Organic Acids in Varietal Red Wines: Influence of Grape Cultivar, Geographical Origin, and Aging

Round 1

Reviewer 1 Report

Comments and Suggestions for Authors

I have reviewed the manuscript beverages-3647505 by Jesús Heras-Roger and co-authors, “Organic Acids in varietal Red Wines: Influence of Grape Cultivar, Geographical Origin and Ageing.” The goal of this study was to comprehensively analyze the organic acid profiles (both major and minor phenolic acids) of a large set of monovarietal red wines produced from predominantly native grape cultivars of the Canary Islands, using HPLC and enzymatic methods. The authors aim to assess how the organic acid profile differs based on grape cultivar, island of origin, denomination of Origin of the wine and ageing of the wine and to identify relationships between these factors (genetic and environmental) and the organic acid composition. For this purpose, they utilize correlation studies and multivariate analysis to extract maximum information from the data and differentiate wine samples based on the considered factors.

 

Introduction

The authors should expand on the literature review with regard to the use of organic acid profiles for authentication purposes. Moreover, I suggest expanding on the connection of minor acids, to variety and region, in order to be used as markers of geographical and varietal origin of the wines.

 

Originality/novelty

The analytical techniques and classifications (e.g., PCA, LDA for varietal/geographic separation) used in this study have been previously applied in wine studies. However, the specific focus of the study is on native grape cultivars of the Canary Islands, which is a key aspect of its originality. Moreover, the combination of major and minor organic acids is not frequently encountered.

 

Abstract

I suggest to incorporating some numerical data in the abstract in order for it to become more informative.

 

Methodology

• Line 154: using specific enzymatic kits, please specify manufacturer of kits
• It is unclear how many replicates per wine were analyzed. Please provide the number of replications for each analysis. Also add it in Tables 1 and 2.

 

Statistical analysis

Given the size of the dataset, the authors should consider using a validation subset to strengthen the robustness of the LDA model.

 

Discussion

The authors should discuss correlations and explain the biological or chemical mechanisms involved. In the points it isn’t done already, the authors should try interpreting the correlations in enological terms.  

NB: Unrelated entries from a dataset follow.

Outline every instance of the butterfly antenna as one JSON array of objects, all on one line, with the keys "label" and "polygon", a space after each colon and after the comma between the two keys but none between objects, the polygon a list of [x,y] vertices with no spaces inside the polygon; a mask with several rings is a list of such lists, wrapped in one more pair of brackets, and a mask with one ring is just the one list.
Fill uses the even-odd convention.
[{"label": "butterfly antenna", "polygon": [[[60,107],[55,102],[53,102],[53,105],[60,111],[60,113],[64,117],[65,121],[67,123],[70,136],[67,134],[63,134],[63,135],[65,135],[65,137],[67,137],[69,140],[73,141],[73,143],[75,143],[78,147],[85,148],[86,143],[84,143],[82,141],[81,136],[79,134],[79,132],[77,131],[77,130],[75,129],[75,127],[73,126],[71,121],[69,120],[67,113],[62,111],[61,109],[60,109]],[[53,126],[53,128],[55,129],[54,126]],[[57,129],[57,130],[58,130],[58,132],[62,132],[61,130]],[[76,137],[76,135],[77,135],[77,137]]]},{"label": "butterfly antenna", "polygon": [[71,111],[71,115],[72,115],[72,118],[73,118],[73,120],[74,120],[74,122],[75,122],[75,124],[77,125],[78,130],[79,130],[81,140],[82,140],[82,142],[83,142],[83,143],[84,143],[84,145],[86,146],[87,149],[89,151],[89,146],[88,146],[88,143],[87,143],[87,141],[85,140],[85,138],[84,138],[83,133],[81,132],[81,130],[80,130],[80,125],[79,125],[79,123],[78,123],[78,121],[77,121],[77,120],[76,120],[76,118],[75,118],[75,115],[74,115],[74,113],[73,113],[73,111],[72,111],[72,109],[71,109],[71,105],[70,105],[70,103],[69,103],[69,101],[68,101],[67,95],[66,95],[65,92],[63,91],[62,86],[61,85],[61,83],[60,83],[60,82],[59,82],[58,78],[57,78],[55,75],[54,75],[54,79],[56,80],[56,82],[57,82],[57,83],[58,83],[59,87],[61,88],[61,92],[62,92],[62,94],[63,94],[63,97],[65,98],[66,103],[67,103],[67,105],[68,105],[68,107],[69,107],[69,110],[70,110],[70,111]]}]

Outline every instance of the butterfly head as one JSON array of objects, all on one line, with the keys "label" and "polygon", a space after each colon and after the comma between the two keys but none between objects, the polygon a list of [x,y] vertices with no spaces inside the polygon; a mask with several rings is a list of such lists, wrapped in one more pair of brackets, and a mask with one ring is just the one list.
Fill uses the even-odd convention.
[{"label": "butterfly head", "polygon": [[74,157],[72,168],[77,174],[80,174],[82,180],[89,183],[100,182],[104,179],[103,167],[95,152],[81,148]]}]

Lines 757-768. Some references should be added here.

 

Conclusions

The authors should expand on the practical value of their study for the wine industry.

Author Response

Thank you very much for your kind comments, corrections and suggestions, which have allowed us to improve our manuscript

• The authors should expand on the literature review with regard to the use of organic acid profiles for authentication purposes. Moreover, I suggest expanding on the connection of minor acids, to variety and region, in order to be used as markers of geographical and varietal origin of the wines.

We appreciate this valuable suggestion. We have expanded the Introduction to include additional literature discussing the use of organic acid profiles for wine authentication and typicity. We have also introduced a brief overview of how minor phenolic acids, particularly hydroxybenzoic and hydroxycinnamic acids, have been used as potential chemical markers of grape variety and terroir in previous works. 

• The analytical techniques and classifications (e.g., PCA, LDA for varietal/geographic separation) used in this study have been previously applied in wine studies. However, the specific focus of the study is on native grape cultivars of the Canary Islands, which is a key aspect of its originality. Moreover, the combination of major and minor organic acids is not frequently encountered.

We thank the reviewer for acknowledging the originality of our study in focusing on native Canary Island grape cultivars and in the combined analysis of both major and phenolic organic acids. We have slightly reworded the closing lines of the Introduction and Abstract to emphasize this novel aspect of our research.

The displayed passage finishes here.